12/02/2022
Intimité
Comme chaque jour, je cours. Cela m’envole la tête, écrase mon égo et oxygène le corps jusqu’à le rendre transparent.
Ce matin, j’arrive devant une maison connue, abandonnée loin du village, toujours fermée sauf l’été. Je contourne un des communs et tombe sur une biche immobile, à tel point qu’elle semble une sculpture plutôt qu’un être réel. Elle est à quinze mètres. Elle me regarde et ne bouge pas. Je m’arrête et fais de même. Nous nous regardons, deux êtres, seuls au monde. Plus rien n’existe, seuls, elle et moi. Elle ne s’affole pas et reste impassible. Cela dure une minute, deux minutes.
Puis, elle se met à vivre. Elle se lèche le flanc, caresse quelques mèches de son dos, comme si je n’existais pas. Elle est seule au monde, dans un instant de solitude heureuse, accomplissant ses gestes avec sérénité. Elle est tout entière à son animalité, belle d’innocence.

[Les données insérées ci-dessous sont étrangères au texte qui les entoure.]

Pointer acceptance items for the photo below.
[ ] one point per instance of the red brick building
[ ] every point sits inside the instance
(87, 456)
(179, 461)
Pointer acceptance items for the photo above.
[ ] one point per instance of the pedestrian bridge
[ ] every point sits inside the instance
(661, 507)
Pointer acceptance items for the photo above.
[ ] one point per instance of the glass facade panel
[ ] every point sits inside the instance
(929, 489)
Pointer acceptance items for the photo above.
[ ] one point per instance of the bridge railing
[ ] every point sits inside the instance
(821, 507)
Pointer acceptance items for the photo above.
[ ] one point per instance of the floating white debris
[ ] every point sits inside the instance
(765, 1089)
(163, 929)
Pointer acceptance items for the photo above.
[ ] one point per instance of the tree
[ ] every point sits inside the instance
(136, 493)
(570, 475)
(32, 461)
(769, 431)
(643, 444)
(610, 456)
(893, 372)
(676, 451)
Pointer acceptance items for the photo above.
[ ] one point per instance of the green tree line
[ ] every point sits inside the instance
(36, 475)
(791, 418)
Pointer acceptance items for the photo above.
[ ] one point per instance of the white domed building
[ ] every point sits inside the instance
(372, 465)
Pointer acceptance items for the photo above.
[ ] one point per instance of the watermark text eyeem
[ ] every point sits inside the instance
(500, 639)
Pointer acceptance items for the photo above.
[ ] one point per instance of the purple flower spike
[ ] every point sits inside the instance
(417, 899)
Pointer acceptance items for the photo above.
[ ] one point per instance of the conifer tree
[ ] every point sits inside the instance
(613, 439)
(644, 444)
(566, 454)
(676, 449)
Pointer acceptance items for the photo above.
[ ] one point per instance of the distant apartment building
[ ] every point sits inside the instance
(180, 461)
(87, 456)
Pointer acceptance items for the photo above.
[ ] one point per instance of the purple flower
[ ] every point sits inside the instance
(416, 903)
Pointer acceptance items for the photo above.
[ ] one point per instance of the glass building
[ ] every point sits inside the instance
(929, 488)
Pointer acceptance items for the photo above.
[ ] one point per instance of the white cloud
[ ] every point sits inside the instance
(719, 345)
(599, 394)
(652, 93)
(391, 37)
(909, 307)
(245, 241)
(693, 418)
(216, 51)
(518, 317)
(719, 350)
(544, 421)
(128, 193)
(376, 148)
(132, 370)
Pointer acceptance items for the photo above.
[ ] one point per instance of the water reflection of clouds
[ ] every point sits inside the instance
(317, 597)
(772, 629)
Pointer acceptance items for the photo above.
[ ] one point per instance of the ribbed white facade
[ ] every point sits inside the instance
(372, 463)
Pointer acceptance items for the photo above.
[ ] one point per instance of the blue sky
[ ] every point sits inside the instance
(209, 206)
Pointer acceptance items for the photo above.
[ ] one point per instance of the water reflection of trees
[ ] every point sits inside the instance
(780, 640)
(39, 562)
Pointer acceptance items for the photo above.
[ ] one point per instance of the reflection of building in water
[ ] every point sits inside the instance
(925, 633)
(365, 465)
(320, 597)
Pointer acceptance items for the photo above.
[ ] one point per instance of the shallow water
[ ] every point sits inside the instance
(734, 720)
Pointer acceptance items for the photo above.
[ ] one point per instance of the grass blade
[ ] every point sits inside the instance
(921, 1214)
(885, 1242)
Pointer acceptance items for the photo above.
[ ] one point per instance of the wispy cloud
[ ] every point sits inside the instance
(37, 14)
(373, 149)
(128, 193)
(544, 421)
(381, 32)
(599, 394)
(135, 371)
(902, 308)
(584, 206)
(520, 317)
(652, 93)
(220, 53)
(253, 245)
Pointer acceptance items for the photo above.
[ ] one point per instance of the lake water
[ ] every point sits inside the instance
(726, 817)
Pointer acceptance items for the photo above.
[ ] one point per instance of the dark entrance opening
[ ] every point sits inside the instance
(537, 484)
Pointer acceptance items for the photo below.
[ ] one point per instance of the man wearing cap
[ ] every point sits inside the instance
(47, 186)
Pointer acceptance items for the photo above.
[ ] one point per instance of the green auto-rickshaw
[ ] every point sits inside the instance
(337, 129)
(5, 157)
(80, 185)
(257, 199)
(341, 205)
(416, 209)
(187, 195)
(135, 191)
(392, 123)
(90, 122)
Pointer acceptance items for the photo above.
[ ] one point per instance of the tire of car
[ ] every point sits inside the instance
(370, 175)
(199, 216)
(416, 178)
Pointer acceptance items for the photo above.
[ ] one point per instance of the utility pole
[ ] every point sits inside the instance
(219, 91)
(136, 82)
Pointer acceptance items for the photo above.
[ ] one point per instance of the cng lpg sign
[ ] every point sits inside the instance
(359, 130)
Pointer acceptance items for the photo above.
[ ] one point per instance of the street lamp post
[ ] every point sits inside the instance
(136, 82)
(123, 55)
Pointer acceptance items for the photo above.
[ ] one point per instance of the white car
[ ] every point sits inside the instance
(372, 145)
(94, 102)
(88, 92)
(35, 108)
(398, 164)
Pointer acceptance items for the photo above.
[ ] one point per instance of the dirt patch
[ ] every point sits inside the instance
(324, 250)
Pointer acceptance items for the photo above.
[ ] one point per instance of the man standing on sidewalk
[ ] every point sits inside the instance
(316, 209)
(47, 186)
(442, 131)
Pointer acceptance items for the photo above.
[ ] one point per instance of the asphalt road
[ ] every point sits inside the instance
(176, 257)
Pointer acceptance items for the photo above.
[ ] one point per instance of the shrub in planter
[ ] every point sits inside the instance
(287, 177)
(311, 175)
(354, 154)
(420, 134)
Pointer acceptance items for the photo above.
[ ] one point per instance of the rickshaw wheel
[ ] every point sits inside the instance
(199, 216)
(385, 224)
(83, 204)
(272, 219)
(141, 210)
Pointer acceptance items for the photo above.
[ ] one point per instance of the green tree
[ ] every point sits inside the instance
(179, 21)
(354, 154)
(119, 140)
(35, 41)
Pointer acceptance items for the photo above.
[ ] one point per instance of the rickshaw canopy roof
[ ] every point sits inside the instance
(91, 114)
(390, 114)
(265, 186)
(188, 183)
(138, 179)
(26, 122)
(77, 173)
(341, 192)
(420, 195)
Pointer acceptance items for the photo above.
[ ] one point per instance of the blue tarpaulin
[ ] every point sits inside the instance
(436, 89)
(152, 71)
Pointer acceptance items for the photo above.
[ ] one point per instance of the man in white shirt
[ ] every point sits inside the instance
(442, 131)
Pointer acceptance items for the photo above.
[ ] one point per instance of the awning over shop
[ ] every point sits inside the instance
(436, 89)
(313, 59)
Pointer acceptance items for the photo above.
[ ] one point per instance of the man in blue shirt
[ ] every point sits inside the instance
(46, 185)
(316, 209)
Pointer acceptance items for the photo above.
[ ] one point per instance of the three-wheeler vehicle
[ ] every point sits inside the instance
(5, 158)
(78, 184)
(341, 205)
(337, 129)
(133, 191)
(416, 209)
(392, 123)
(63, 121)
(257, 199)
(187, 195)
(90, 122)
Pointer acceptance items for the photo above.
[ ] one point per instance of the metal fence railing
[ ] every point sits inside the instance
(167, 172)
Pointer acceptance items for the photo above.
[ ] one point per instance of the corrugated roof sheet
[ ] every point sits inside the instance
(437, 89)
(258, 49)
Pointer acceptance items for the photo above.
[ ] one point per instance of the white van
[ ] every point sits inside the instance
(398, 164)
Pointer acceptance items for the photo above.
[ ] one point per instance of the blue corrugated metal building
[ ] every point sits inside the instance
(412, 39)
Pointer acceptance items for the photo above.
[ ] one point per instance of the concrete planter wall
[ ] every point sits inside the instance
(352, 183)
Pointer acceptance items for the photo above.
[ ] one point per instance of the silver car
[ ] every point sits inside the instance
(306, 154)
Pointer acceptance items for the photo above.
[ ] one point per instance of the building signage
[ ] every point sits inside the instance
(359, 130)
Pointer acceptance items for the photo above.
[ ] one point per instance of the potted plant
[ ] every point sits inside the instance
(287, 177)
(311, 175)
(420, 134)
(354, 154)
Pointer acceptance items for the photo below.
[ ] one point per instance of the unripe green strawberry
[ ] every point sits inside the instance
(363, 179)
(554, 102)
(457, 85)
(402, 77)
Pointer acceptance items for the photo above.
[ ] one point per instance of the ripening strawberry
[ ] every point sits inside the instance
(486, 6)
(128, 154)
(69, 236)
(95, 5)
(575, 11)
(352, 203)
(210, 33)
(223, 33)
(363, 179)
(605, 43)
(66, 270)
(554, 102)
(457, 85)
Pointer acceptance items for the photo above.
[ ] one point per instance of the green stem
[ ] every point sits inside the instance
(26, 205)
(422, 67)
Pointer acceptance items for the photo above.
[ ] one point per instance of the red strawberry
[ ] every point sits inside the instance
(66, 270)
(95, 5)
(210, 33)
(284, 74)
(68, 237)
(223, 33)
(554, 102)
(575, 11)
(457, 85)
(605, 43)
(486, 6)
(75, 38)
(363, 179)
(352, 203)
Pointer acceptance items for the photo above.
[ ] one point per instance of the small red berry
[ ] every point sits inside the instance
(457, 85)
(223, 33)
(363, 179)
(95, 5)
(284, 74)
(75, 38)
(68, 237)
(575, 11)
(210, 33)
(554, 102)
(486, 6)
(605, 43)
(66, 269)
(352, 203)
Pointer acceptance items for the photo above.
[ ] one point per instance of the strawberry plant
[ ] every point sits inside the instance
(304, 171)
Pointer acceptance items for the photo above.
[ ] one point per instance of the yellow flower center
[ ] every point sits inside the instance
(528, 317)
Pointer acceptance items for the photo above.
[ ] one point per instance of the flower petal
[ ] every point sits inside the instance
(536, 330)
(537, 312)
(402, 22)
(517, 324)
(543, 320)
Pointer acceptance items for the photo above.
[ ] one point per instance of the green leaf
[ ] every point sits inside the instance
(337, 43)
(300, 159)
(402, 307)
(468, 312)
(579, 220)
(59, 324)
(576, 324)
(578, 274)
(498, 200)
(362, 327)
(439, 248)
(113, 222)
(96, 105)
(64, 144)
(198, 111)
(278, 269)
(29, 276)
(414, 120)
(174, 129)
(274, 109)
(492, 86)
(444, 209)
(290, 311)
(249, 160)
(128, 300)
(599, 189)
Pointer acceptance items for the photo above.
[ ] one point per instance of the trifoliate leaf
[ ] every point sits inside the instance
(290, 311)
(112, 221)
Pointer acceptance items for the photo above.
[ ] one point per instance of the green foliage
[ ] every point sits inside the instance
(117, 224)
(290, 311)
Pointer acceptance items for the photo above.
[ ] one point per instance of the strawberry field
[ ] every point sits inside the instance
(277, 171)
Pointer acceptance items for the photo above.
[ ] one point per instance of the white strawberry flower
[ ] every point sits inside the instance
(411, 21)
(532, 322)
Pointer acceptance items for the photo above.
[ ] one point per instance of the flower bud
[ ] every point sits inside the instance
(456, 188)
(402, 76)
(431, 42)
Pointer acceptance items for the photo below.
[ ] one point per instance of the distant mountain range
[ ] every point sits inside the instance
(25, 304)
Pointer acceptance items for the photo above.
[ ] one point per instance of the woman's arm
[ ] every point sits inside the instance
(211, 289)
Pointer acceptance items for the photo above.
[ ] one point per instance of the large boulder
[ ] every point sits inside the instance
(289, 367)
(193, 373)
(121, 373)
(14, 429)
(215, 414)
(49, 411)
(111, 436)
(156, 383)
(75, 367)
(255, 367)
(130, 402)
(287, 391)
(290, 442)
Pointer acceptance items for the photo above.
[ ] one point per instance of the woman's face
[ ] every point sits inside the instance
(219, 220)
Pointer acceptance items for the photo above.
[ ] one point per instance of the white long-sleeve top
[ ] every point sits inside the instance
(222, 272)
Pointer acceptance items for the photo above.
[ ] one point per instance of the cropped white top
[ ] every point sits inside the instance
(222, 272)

Elle ne bouge toujours pas. Elle regarde soudain. Je ne bouge pas. Nous nous regardons, sans un bruit. Alors, elle se couche dans l’herbe et semble me dire : je n’ai pas peur. C’est ma vie, pleine et entière, faite d’instants de recueillement devant la beauté de l’univers. Fais-toi transparent toi aussi.
Soudain, en un éclair, elle se lève et fuit, comme tout animal surprit dans sa vérité, trois ou quatre minutes de communion naturelle, dans un moment hors du temps.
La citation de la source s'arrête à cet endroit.